Pois é, chegamos a Sábado, e que grande bosta, que não pára de chover. O tempo não está para andar na rua a meter-me com desconhecidas na esperança de encontrar sexo casual, portanto vou comprar umas guloseimas e ficar em casa a curtir a depressão. Fui até ao filipino comprar uns petiscos - coisas com chocolate, resumidamente. Gostei especialmente de uma tal Fudge Barr, um bolinho de chocolate que se come em três dentadas, e a melhor é a segunda: apanha-se todo o recheio...de chocolate. Bem, embebedei-me de doces até às três da matina, e depois fui cozer a mousse de chocolate para a cama. Acordo pelas 8:30 com um barulho do sr. rato diferente do habitual. Mas...seria possível? O filho da grande rata caminhava por cima da minha secretária? A mesma de onde vos escrevo estas linhas? Tudo indicava que sim. Com a excepção do dia em que trouxe para aqui a secretária e ele cagou nela, porque eu ainda não me tinha mudado, nunca o sr. rato ousara trespassar o meu santuário. Mas...porquê???



Pois, eu tinha avisado as pessoas sensíveis e etcetera, não foi. Agora chorem. Bem, voltando ao sr. rato. Então porque estava ali o bicho em cima do meu escritório, pois, fiquei aí. Ora como sou um génio, mesmo quando estou apenas semi-acordado, deduzi facilmente porquê. Não era para escrever um ratter (versão do twitter para ratos) a falar mal de mim. Era o chocolate filipino que ali o levava, e a forma como esgravatava o saco e os pacotes dava a entender que sim, que era isso. Coisas destas é que eu não tolero, porque se o menino quer doces fora da hora das refeições, pede, e se não for muito incómodo, lava as patinhas primeiro, também. Dei-lhe dois segundos de avanço, que para ele chega e sobra, e estico o braço para acender a luz da sala, antes de sair do quarto. Claro que o sr. rato já se tinha enfiado num canto qualquer, e os Fudge Barrs estavam imaculados - graças a Deus pelas embalagens de alumínio.
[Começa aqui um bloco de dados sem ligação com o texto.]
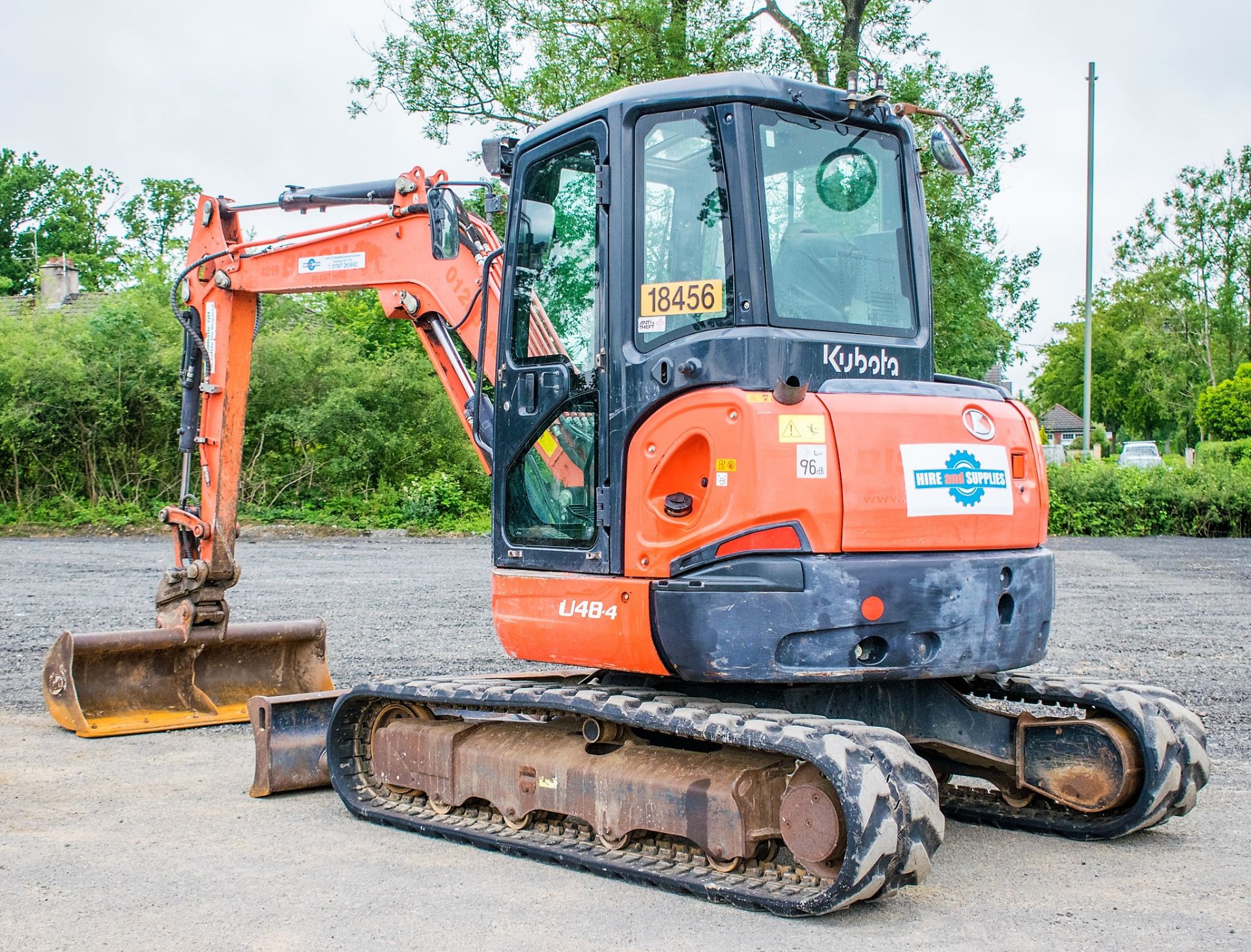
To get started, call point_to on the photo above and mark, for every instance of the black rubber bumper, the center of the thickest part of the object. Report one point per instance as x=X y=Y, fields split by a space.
x=794 y=618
E pronto, já me tinha dado uma "espertina", e já não voltei para a cama. Vejo o resto do 24 horas, faço o pequeno-almoço, consulto os resultados da bola, enfim, a treta do costume aos Domingos de manhã. Devia passar das dez horas, e quando já nem me lembrava dele, eis que sai o sr. rato de trás da televisão e plim! desaparece pelo buraco da casa-de-banho. Este deve ser o tempo recorde entre uma televisão e um sanitário. Nem os programas do Quim Roscas e do Zé Estacionâncio são capazes de tornar essa distância tão curta. O mais engraçado é que o sr. rato parecia mesmo um desenho animado, pois no arranque mexia as pernas traseiras à ordem das 1200 R/M, e não saía do mesmo lugar. Quanto a mim, ia morrendo de susto. E essa é a conclusão desta epopeia.
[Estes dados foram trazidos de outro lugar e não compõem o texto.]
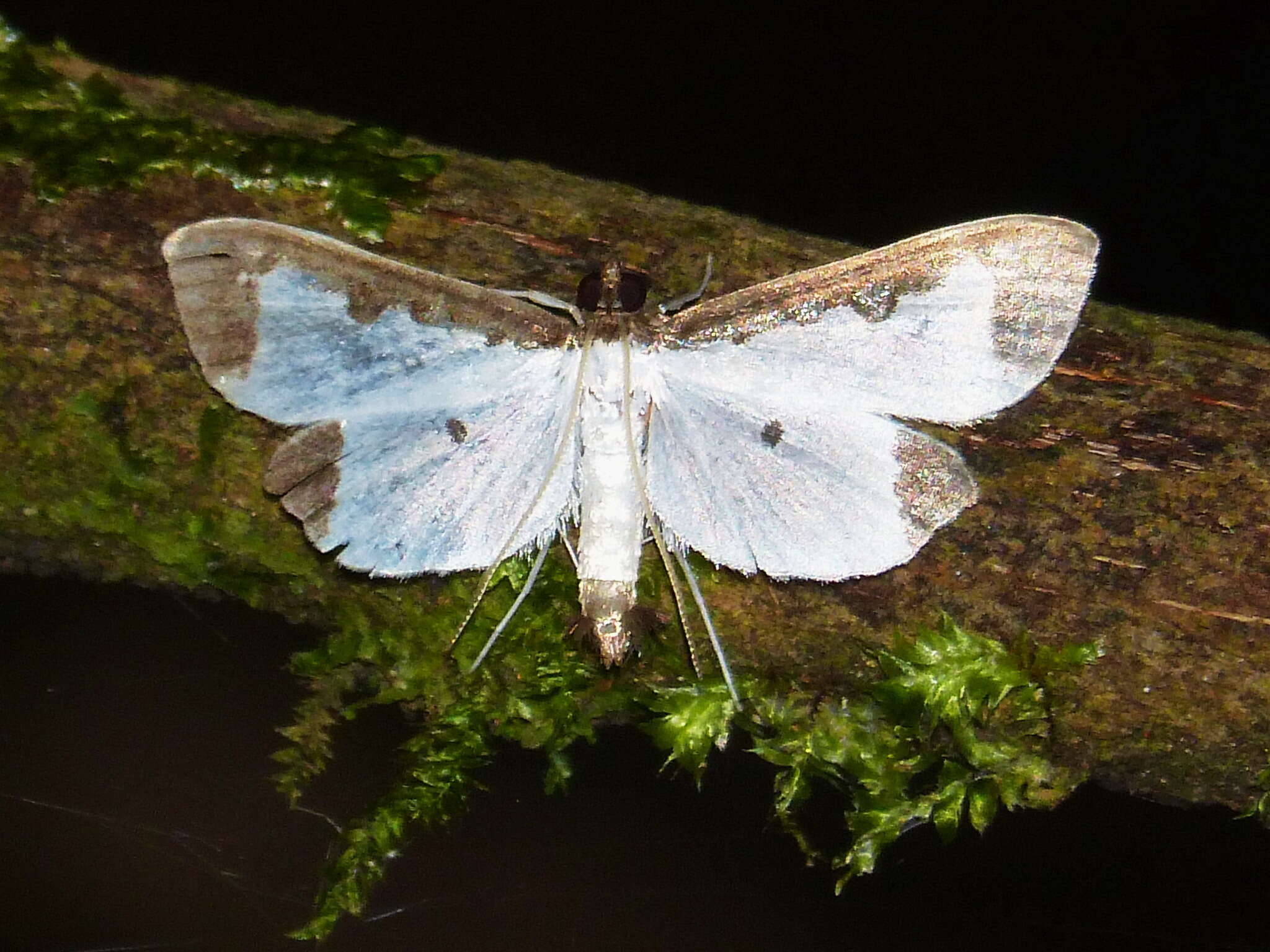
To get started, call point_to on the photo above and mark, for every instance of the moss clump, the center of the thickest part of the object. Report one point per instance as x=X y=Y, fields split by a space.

E é assim, sr. leitor. Com esta chuva que não cessa desde Sábado, de férias, e obrigado a ficar em casa apenas na companhia do sr. rato, sinto-me como o Conde de Monte Cristo. Com a diferença que tenho TV, internet, aquecimento, uma cama confortável, comida espectacular no frigorífico, e posso sair se quiser - só que depois molho-me. Sou mais o Conde de Monte Crespo. E ele tem andado por aí sim, a mostrar-me aquele truque muito engraçado do escada-abaixo-escada-acima. "Ai que estou nuzinho, e tenho muito medo deste gajo, portanto vou esperar que ele durma, e depois enfio o meu focinho no seu lixo". Pensando bem, podia ser num sítio pior, sr. rato.

Um dia, sr. rato. Um dia...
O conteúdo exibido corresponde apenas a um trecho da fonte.